This question leads into the general realm of reading theory where many dangers await the unwary amateur. Having cast discretion to the winds, I shall venture the hypothesis that the reading of a poem probably provides a better basis for a general "model" of the, reading process than does the reading of a scientific formula or .a recipe for cooking. The tendency of the layman is to assume that the latter forms are simpler modes of reading, and that in the reading that results in a poem, something more has been added. Actually, are not both the aesthetic and non-aesthetic readings different versions of the same basic process?

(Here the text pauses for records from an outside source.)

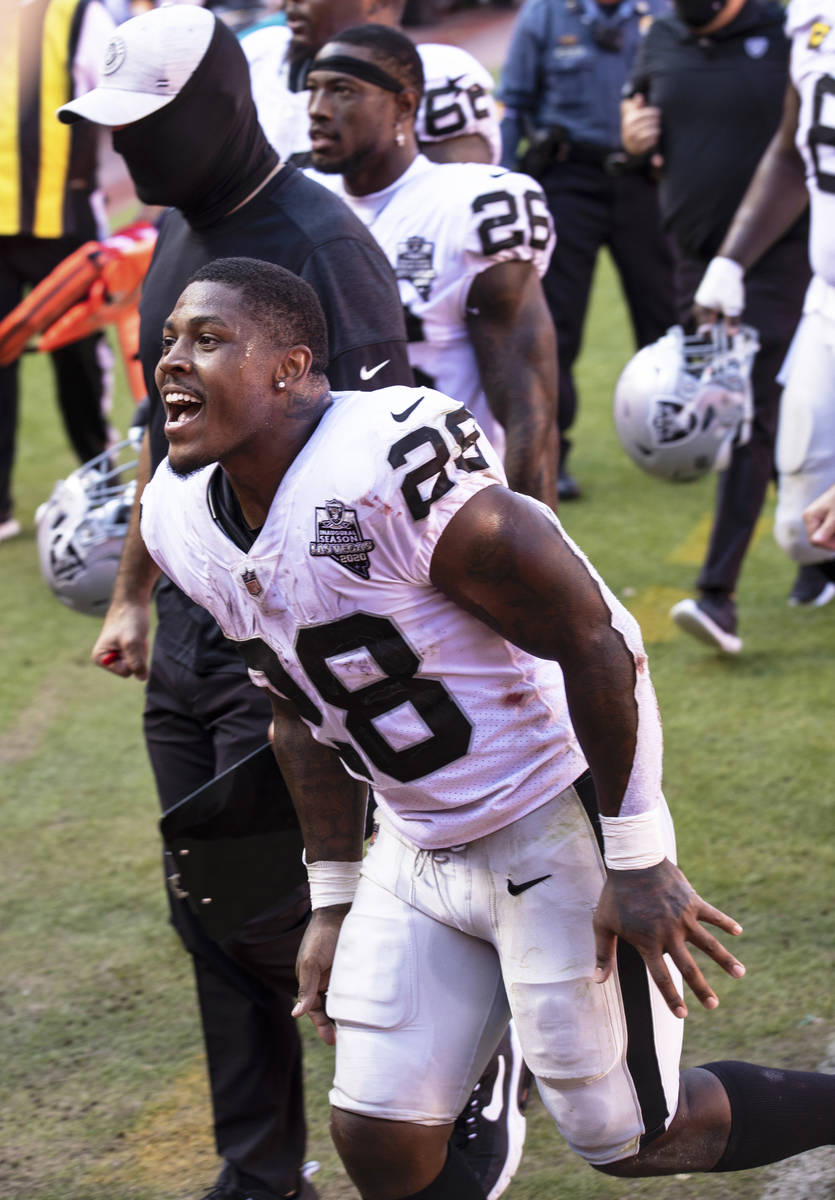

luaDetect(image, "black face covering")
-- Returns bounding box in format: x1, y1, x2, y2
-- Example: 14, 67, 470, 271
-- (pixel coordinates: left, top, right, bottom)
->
113, 20, 278, 229
673, 0, 727, 29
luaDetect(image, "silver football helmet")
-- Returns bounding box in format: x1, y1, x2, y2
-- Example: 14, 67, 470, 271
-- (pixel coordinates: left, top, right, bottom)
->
35, 426, 144, 617
614, 322, 759, 481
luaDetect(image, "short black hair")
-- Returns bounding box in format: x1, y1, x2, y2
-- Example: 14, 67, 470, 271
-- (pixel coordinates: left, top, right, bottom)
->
323, 25, 423, 97
186, 258, 329, 374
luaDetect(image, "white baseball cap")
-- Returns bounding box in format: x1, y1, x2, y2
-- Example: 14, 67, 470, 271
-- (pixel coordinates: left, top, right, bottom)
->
58, 4, 216, 125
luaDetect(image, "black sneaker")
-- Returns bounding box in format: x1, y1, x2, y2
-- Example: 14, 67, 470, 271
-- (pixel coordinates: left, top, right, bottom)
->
669, 592, 743, 654
451, 1021, 531, 1200
202, 1163, 319, 1200
788, 563, 835, 608
557, 463, 583, 500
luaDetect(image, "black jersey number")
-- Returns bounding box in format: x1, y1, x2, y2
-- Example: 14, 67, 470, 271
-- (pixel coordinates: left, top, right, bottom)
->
389, 404, 487, 521
809, 76, 835, 194
473, 188, 551, 258
423, 83, 489, 138
296, 612, 473, 784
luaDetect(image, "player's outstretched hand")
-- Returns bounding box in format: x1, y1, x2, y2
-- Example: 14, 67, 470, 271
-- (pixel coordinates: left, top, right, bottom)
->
292, 904, 350, 1046
594, 858, 745, 1018
803, 484, 835, 551
91, 604, 149, 679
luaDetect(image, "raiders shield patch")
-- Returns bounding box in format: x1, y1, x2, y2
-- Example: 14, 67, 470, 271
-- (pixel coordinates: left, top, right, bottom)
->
241, 568, 264, 598
311, 500, 374, 580
395, 235, 437, 300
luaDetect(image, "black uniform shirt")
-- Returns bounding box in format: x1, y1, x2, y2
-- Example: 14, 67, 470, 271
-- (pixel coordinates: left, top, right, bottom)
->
631, 0, 805, 259
139, 167, 412, 673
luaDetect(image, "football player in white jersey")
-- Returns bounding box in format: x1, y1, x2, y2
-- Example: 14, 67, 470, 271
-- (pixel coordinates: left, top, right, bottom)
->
696, 0, 835, 581
241, 0, 501, 166
307, 25, 558, 509
142, 259, 835, 1200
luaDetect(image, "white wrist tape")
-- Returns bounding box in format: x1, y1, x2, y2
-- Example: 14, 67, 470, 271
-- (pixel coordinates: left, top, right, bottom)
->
693, 256, 745, 317
600, 809, 666, 871
301, 854, 362, 908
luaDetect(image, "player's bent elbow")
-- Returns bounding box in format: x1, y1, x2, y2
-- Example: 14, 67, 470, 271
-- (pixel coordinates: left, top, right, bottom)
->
774, 512, 833, 566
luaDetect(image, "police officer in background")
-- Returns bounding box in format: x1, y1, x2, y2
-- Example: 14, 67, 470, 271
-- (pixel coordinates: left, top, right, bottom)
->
0, 0, 115, 542
623, 0, 820, 654
499, 0, 674, 500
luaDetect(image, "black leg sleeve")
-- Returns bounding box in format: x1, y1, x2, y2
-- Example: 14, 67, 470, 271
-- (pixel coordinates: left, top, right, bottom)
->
403, 1146, 485, 1200
702, 1061, 835, 1171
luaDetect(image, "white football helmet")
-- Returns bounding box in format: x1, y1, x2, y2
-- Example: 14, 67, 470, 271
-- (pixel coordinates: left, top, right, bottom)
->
614, 322, 759, 481
35, 426, 144, 617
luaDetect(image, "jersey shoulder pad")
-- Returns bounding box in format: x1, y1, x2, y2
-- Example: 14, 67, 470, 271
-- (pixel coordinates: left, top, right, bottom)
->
238, 25, 290, 62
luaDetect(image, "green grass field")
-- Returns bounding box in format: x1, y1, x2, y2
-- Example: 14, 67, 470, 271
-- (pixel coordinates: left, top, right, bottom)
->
0, 255, 835, 1200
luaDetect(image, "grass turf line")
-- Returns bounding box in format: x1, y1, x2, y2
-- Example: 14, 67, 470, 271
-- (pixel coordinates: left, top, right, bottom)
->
0, 250, 835, 1200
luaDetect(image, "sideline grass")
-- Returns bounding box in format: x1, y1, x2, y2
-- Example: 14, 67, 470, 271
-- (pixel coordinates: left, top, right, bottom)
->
0, 260, 835, 1200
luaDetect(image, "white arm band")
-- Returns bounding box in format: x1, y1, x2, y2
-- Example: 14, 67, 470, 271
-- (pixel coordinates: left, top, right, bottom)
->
600, 809, 665, 871
301, 854, 362, 908
693, 256, 745, 317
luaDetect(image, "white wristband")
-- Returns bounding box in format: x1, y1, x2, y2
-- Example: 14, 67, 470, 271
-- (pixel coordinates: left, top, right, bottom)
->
693, 254, 745, 317
600, 809, 666, 871
301, 854, 362, 908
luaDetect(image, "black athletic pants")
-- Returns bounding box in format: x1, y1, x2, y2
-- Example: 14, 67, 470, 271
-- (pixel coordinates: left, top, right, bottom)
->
675, 238, 810, 592
144, 648, 310, 1196
540, 162, 675, 453
0, 235, 109, 521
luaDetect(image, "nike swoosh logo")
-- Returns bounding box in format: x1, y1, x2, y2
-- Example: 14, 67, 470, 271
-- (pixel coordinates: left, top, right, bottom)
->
360, 359, 391, 383
391, 396, 423, 421
507, 875, 551, 896
481, 1054, 505, 1121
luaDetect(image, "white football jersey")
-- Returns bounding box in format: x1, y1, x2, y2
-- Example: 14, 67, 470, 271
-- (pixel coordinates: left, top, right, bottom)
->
142, 388, 585, 848
415, 42, 501, 163
786, 0, 835, 287
308, 155, 555, 457
240, 25, 501, 162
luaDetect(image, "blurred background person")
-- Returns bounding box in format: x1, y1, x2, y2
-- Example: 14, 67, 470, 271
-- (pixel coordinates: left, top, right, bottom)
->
0, 0, 115, 541
623, 0, 811, 654
307, 25, 558, 509
696, 0, 835, 600
499, 0, 675, 500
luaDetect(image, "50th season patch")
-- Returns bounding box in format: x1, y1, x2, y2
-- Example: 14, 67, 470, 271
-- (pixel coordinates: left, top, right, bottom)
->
310, 500, 374, 580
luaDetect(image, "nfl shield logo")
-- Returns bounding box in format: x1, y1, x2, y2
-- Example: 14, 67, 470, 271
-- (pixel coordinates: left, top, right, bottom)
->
241, 569, 264, 596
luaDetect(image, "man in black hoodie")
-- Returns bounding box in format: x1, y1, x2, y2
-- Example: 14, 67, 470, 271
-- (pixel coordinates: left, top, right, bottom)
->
621, 0, 820, 654
59, 5, 412, 1200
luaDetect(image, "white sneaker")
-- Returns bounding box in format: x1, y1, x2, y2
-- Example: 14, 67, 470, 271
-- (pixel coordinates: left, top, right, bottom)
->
669, 598, 743, 654
0, 517, 20, 541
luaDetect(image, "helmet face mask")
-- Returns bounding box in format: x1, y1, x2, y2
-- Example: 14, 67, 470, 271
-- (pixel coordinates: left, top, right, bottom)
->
614, 324, 759, 481
35, 428, 143, 617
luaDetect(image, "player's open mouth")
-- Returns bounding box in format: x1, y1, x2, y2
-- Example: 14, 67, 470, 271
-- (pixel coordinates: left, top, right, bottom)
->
164, 391, 203, 434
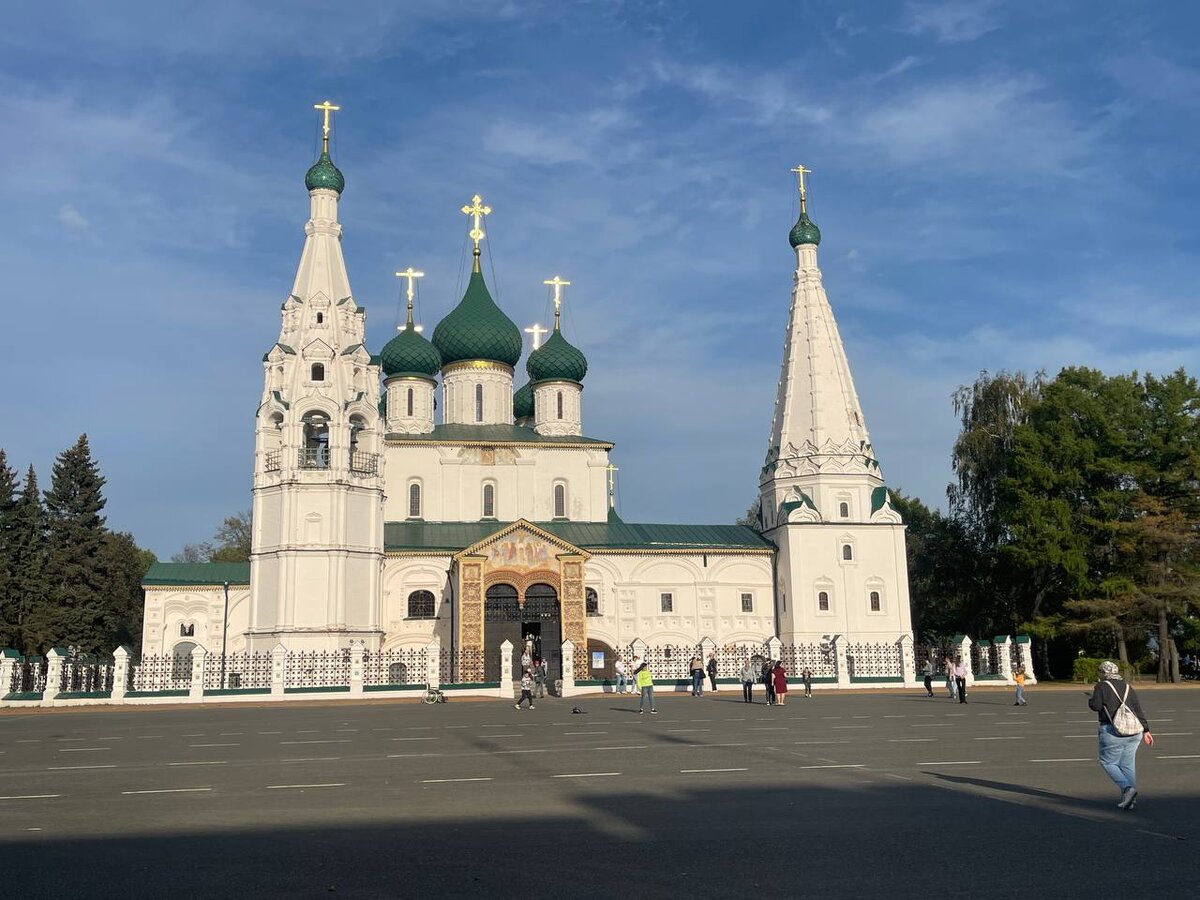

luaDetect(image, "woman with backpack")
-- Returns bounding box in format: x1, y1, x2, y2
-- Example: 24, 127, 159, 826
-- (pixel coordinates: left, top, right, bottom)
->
1087, 660, 1154, 809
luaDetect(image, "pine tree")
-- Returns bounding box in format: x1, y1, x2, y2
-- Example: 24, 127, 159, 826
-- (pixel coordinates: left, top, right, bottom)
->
41, 434, 109, 653
10, 466, 53, 654
0, 449, 17, 648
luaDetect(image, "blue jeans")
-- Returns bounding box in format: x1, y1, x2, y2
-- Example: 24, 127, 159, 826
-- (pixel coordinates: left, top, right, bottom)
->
1100, 725, 1141, 792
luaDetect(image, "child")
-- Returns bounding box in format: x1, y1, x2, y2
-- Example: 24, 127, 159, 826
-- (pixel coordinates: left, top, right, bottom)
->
512, 668, 534, 709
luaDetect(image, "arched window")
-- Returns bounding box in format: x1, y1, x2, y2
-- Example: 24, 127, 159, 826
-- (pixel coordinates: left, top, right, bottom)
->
408, 590, 437, 619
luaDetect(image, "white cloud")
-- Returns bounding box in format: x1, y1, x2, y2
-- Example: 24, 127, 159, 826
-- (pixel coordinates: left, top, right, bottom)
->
905, 0, 1000, 43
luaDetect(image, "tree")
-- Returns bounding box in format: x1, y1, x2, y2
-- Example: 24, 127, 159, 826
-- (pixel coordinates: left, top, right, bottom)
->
41, 434, 108, 653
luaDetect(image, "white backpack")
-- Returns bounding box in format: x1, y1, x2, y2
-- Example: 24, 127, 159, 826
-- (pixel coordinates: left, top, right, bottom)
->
1105, 682, 1141, 738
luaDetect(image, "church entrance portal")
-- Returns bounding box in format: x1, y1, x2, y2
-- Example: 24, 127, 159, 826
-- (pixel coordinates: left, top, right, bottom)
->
484, 583, 563, 689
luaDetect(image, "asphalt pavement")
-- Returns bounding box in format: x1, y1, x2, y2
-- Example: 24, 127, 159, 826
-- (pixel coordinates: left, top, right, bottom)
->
0, 686, 1200, 900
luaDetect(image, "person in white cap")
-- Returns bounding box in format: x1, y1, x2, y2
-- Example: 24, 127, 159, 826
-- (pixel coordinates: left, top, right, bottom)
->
1087, 660, 1154, 809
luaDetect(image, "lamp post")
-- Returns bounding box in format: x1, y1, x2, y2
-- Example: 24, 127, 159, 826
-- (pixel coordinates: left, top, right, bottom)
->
221, 581, 229, 690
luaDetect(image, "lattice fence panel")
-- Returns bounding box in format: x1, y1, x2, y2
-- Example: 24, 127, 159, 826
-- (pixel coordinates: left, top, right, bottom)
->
362, 647, 427, 684
846, 643, 904, 678
283, 649, 350, 688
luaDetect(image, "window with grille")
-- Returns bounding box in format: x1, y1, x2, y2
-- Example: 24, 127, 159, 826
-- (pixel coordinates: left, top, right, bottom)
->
408, 590, 437, 619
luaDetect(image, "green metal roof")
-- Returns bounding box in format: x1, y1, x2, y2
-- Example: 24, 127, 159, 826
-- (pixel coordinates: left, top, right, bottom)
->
384, 425, 612, 448
383, 517, 775, 553
142, 563, 250, 587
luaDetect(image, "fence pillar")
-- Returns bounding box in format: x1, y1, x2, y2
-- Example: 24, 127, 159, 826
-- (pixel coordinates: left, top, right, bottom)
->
425, 637, 442, 689
496, 640, 512, 700
954, 635, 974, 686
0, 647, 20, 697
350, 641, 367, 697
112, 644, 130, 703
829, 635, 850, 688
1014, 635, 1038, 684
563, 638, 575, 697
42, 647, 68, 707
271, 643, 288, 697
896, 634, 917, 686
187, 644, 209, 700
991, 635, 1013, 684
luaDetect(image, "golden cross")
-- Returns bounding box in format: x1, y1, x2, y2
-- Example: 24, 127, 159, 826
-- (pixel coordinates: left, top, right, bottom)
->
524, 322, 550, 350
462, 193, 492, 257
396, 266, 425, 325
542, 275, 571, 331
313, 100, 341, 154
792, 163, 812, 209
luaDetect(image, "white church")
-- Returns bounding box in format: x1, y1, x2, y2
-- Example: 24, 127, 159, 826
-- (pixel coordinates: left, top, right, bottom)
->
142, 102, 911, 682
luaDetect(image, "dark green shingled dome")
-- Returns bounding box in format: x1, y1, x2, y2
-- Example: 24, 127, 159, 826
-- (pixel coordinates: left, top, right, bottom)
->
433, 272, 521, 366
512, 382, 533, 420
787, 212, 821, 247
379, 322, 442, 378
304, 151, 346, 193
526, 328, 588, 382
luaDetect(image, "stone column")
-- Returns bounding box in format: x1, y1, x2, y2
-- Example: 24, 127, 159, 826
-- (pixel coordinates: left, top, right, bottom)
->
497, 640, 514, 700
954, 635, 974, 686
563, 637, 576, 697
112, 646, 130, 703
42, 647, 67, 707
992, 635, 1013, 684
829, 635, 850, 688
350, 641, 367, 697
0, 647, 20, 697
425, 637, 442, 688
1014, 635, 1038, 684
271, 643, 288, 697
187, 644, 208, 700
896, 634, 917, 686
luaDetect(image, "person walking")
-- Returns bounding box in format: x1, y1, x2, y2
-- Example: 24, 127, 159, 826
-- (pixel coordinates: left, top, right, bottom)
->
634, 662, 659, 715
1087, 660, 1154, 809
770, 661, 787, 707
512, 668, 533, 709
742, 660, 758, 703
1013, 666, 1025, 707
954, 656, 967, 703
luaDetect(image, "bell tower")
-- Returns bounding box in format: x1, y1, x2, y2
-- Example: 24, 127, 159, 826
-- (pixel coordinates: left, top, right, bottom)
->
247, 100, 383, 650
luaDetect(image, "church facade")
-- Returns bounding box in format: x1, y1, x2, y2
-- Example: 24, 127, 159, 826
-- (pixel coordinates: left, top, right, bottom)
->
142, 113, 911, 682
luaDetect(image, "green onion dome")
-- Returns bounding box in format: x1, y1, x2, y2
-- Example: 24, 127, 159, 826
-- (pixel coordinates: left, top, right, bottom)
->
787, 212, 821, 247
433, 272, 521, 366
526, 328, 588, 382
379, 322, 442, 378
512, 382, 533, 420
304, 151, 346, 193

The difference between these two kinds of reading derives ultimately, it seems to me, from a difference in the aspect of the reading process that the reader holds in the focus of his attention. In a reading that results in a work of art, the reader is concerned with the quality of the experience that he is living through under the stimulus and guidance of the text. No one else can read the poem or the novel or the play for him. To ask someone else to experience a work of art for him would be tantamount to seeking nourishment by asking someone else to eat his dinner for him.
The non-aesthetic mode of reading is primarily instrumental. The differentiating factor is that the reader is not primarily
concerned with the actual experience during the time of his relationship with the text. His primary purpose is something that will remain as a residue after the actual reading event-e.g., the information to be acquired, the operations referred to or implied in a scientific experiment, or the actions to be carried out in some practical situation.
An illustration of this instrumental type of reading might be a woman who has just discovered a fire in her kitchen, has picked up a fire extinguisher of a type that she has never used, and is frantically reading the directions for its use. Her attention, her whole muscular set, will be directed toward the actions to be performed as soon as she has finished interpreting, i.e., reading, the text. She is not paying attention to the sound of the words,
nor to the particular associations that they might evoke. Whether the directions refer to "fire" or "flames" or "combustion" is quite unimportant to her, so long as she grasps what the word points to. The sound, the associations, the relationship of the overtones of these words to those of the rest of the verbal context, would be very important if she were paying attention to this aspect of the reading while evoking a poem; in this instrumental reading they
are ignored, are not allowed into the center of attention. The response to the text will be the actual operations to be performed.